Figure 4b shows an enlarged detail C of Figure 3. Here, a back and / or flow around the control disc 8 is indicated by the incoming fluid by arrows. In order to effect such a back and / or flow around the control disc 8 by the inflowing fluid, 8 channels may be provided in and / or on the control disk, such. Holes or recesses through the control disk 8 therethrough. In an alternative embodiment, not shown, such channels are provided by the control disc 8 in a region around the wedge drive shaft 7 around.

In the present embodiment, only channels as recesses 16 in the region of Ge housing 2 or both housing parts, ie housing base 5 and cover 6, and the control disk 8 itself provided in the region of an outer shell, as shown in Figure 4b Detail shown in magnification. This is also a flow path of the fluid indicated for targeted back flow of the control disc 8 using the recesses 16. So instead of always sought after the prior art as possible Effective sealing of the control disk 8 to achieve high cost, according to the invention a high density is limited to the extreme positions at 0% and 100% fluid passage at a respective outlet 4 realized. A by the control disk 8 on seals 11 on the cover 6 to the flow from 4 around acting force is preset by the screw 13, so that too low, but also excessive contact forces to reduce friction-related wear in the control disc 8 as the Seals 6 are avoided.

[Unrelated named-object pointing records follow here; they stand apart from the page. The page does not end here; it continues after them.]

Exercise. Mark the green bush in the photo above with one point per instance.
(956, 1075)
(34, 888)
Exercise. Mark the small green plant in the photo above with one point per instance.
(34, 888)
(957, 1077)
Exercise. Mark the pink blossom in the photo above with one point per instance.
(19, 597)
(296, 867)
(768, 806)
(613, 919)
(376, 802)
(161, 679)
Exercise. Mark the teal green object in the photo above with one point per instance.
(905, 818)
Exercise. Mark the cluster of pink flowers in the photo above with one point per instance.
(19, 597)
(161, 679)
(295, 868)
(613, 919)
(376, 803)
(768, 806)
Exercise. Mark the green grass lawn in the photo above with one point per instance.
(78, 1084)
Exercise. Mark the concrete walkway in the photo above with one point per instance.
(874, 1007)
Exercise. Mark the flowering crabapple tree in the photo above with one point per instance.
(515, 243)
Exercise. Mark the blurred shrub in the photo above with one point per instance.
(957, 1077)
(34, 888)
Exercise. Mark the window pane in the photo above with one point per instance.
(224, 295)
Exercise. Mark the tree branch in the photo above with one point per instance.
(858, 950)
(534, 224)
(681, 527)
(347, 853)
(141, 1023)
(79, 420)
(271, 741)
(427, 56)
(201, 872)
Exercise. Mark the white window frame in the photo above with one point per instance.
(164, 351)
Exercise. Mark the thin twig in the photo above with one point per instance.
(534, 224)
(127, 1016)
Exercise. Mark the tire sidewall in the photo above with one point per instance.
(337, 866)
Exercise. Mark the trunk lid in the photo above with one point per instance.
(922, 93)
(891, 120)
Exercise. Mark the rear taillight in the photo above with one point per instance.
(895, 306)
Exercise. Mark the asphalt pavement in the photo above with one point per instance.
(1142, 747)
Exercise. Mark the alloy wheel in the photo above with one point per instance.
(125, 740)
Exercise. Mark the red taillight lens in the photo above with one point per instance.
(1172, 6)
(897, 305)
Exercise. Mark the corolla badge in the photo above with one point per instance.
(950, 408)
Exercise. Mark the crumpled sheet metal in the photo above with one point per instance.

Figure 5 shows a representation of three switching or Betriebszu stands looking from the inflow forth on the control disc 8, which on the cover 6 of the housing 2 through the

Screw 13 is fixed to the wedge drive shaft 7 of the actuator rotating bar. In a 0 ° position, an upper drain 4 is completely released through the recess of the flow area D of the control disk 8, that 100% of the influent fluid thereby be forwarded. The lower drain 4 is sealed against sealing, as well as the second flow area D of the control disk. 8

At an angle of -33 ° 8 approximately equal areas for both outlets 4 are released by both flow areas D of the control disk. Thus, it is an approximately halfway division and forwarding of the incoming fluid to both outlets 4 a. This also changes a caused by the back flow of the control disk 8 fundamental leakage nothing. Finally, at an angle of -66 ° now the lower drain 4 through the flow area D of the control disc 8 released that 100% of the influent fluid are passed through here, while now the upper drain 4 is sealingly blocked. Figures 6a and 6b are plan views of an outflow and an inflow side of the control disk 8 as a front and Hinteran view of this component. The illustration of Figure 6a corresponds to that from the image sequence of Figure 5. In an enlarged Dar position here is a division of the surface of the inflow side of the control disk 8 with ribs 9 and projecting circle structures 10 around the flow areas D clearly. Inter mediate the circular structures 10 recesses 16 are provided. A non-rotatable connection of the control disk 8 with the Keilan drive shaft 7 is achieved by positive locking. For this purpose, an approximately oval passage opening 17 in the control disc 8 is provided. The wedge drive shaft 7 has, for example, by opposing milling a corresponding cross-sectional area.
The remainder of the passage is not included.